Depuis quelques années, nous rémunérons les auteurs en suivant la charte du CNL, soit environ 250 € par rencontre, une charge financière qui n'existait pas auparavant et qui n'a pas été compensée par les territoires, et ne le sera qu'en partie par le CNL. Cette année, nous avons 80 rencontres et il ne sera sans doute pas possible d'aller au-delà. Ni en deçà, d'ailleurs : un salon du livre, s'il y a 95 auteurs ou 80 au lieu de 100, cela ne se voit pas trop. Pour Lettres du monde, le postulat du festival est l'itinérance, le fait d'être présent sur plusieurs villes : il y a donc un minimum d'auteurs nécessaire. Certains acceptent de rester 5 ou 6 jours, mais il n'est pas possible de retenir sur tous les auteurs pendant la durée du festival ou de les faire se déplacer dans toutes les villes. 

 

Si l'on devait prévoir un prélèvement pour les lectures à voix haute, il n'y aurait sans doute pas de compensation du côté des subventions non plus, et ce serait délicat pour l'équilibre économique du festival.

 

Comment imaginer le financement d'une extension du festival, dans ces conditions ?

 

Cécile Quintin et Mégane Peinturaud : Nous avons demandé des aides supplémentaires au Centre national du Livre, dont nous attendons les réponses, tandis que la Sofia nous a accordé une aide supplémentaire.

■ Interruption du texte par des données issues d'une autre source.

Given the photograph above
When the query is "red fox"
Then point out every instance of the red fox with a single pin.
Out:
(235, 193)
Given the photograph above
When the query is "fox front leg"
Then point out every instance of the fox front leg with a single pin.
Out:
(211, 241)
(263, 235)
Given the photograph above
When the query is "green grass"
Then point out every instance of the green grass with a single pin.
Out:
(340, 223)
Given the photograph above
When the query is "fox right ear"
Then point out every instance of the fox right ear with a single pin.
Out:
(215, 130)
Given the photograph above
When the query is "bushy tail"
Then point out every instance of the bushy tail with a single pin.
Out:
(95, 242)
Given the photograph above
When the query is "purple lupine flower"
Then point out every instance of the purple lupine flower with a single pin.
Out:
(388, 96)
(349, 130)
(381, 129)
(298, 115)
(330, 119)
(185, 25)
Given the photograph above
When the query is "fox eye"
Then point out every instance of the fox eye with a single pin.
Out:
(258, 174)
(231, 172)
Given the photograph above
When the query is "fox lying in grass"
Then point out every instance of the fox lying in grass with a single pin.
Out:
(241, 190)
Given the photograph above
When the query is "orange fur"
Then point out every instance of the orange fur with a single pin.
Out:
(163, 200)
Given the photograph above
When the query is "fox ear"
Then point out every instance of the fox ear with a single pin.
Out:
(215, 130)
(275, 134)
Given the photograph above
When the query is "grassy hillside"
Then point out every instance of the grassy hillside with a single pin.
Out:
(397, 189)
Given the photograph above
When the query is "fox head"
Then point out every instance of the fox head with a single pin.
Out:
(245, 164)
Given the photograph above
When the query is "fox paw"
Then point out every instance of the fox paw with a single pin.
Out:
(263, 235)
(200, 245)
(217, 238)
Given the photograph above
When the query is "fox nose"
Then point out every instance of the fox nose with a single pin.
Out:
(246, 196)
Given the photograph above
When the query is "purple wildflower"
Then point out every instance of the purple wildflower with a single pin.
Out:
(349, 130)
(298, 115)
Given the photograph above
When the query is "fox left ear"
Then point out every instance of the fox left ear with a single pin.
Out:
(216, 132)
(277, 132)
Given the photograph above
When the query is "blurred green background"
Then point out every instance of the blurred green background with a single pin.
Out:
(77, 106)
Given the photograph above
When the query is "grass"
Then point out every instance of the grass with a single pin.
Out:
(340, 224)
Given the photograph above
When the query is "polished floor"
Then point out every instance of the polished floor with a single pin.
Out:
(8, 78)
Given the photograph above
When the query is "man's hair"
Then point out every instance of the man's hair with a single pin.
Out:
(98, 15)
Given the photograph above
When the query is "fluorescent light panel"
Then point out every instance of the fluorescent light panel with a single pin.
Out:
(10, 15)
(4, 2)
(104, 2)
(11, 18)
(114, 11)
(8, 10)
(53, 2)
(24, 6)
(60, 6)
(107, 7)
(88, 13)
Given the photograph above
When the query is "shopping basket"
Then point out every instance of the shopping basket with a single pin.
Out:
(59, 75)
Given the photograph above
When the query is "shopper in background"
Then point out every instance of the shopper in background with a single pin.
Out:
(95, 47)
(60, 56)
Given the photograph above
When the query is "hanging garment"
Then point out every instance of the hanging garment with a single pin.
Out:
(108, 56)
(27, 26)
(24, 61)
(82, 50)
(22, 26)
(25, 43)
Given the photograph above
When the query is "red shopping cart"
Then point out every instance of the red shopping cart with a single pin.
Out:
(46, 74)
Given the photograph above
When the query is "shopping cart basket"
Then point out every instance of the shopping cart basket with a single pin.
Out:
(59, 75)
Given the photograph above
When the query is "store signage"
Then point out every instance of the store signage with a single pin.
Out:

Mais ces deux financeurs ne suffiront pas : nous sommes donc en recherche de nouvelles villes, qui deviendront de nouveaux partenaires et de nouveaux financeurs. Nous pouvons aussi mutualiser avec d'autres manifestations pour la venue des auteurs, comme Elsa Osorio, invitée à la Maison des Écrivains Étrangers et des Traducteurs de Saint-Nazaire avant de venir à Bordeaux.

 

24,5 millions € distribués par le CNL en 2017,
mais une année en déficit


En Nouvelle-Aquitaine, toutefois, il y a une volonté politique forte, ce qui n'est pas le cas dans toutes les régions, de soutenir la chaine du livre, surtout les éditeurs.

 

Que pensent les auteurs étrangers du paiement de leurs interventions ?

 

Cécile Quintin et Mégane Peinturaud : Ils trouvent ça génial, car ce n'est pas le cas dans tous les pays. En tout cas, pas d'une telle manière, si encadrée. Aux États-Unis, ce sont surtout les séminaires ou les colloques qui sont rémunérés. Mais, d'après nos retours, c'est très rarement le cas dans les salons et autres festivals. Quand un auteur comme Christophe Sikonoumou, écrivain grec qui a publié un premier roman chez Quidam, apprend qu'il est rémunéré pour sa présence, c'est tout juste s'il n'en pleure pas.

 

Lettres du monde, 15e édition

Du 16 au 25 novembre 2018

Soirée d'ouverture à la Station Ausone de la Librairie Mollat le 16 novembre en présence de Svetlana Aleksievitch, Prix Nobel de littérature 2015.